The panel reviews the particulars of the crime and determines whether or not the victim’s black box should be released to the detective and which time machine privileges should be granted. The black box is the victim’s personal network cloud, along with all it’s corporate, medical and government cloud counterparts. This includes a stream of all commercial and financial transactions, social media transactions, voice and text mobile communications, location and personal quantification data. A unique identifier is generated to tie all the person’s data streams together into a single life stream. When loaded into the black box player, the detective can replay the victim’s life from any arbitrary point in time prior to the murder up until the time of death and after. Some data streams don’t require a living subject. The victim’s social graph and location data is used to aggregate all still and video photography relevant to the time in question. A list of additional persons of interest is generated through a strong tie / weak tie analysis of the people the victim came into contact with.
The persons-of-interest list is submitted to the panel for approval. Once approved, this gives the detective the ability to more fully explore what happened along multiple vectors. When the additional black boxes are loaded into the time machine, the detective can travel through multiple vectors and get a real 360 view of the event. The additional data really increases the resolution of the time travel experience.
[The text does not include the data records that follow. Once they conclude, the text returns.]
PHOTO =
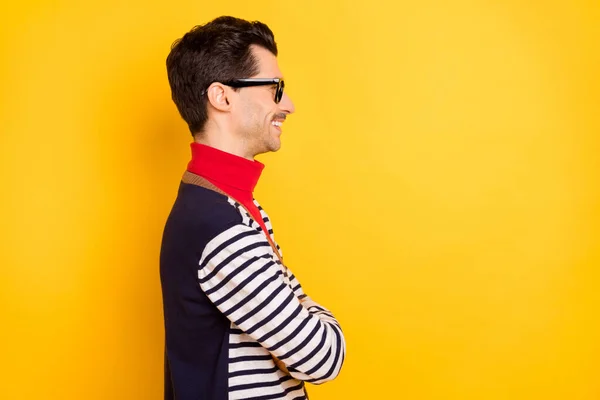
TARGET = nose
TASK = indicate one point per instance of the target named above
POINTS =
(286, 104)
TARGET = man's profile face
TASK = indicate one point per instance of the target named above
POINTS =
(257, 117)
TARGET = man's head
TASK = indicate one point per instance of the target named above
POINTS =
(210, 72)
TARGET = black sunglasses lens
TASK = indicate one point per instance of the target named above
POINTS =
(279, 92)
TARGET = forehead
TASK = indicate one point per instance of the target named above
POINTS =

For murder investigations the data also includes all digital communications with built-in auto-erase functions and any sort of strong encryption.
With the data set constructed, the detective initiates the search algorithm. Based on analysis of motive, opportunity and other risk factors the top three suspects with the highest probability are identified. The paperwork is filed to allow the detective to show the prime suspects the highest probability version playback of what occurred. Each suspect is hooked up to biometric measuring machines and shown the playback. Through an automated analysis of the biofeedback the most probable murderer is identified and charged with the crime. The detective then converts the data set to an evidence set for the district attorney. The evidence set includes provenances and audit trails for all the data included.
Physicists disagree about whether time travel is possible. Given the speed of light and the size of the universe, it’s certainly possible to view ancient events as though they are happening in the current moment. Just go out on a clear night and look at the stars. But seeing old light isn’t the same as traveling to the time in which the image in that light was created. Whether or not time travel is possible in the physical universe, it’s now possible through the large repositories of time stamped stream data that we’re collecting — these so-called haystacks.
On the other hand, these are just words on a page. They’re designed to cause you to imagine a particular future, to view a movie on your internal cinema screen. They may just be a thought experiment — mere ephemera of the moment. You know, the stuff that dreams are made of.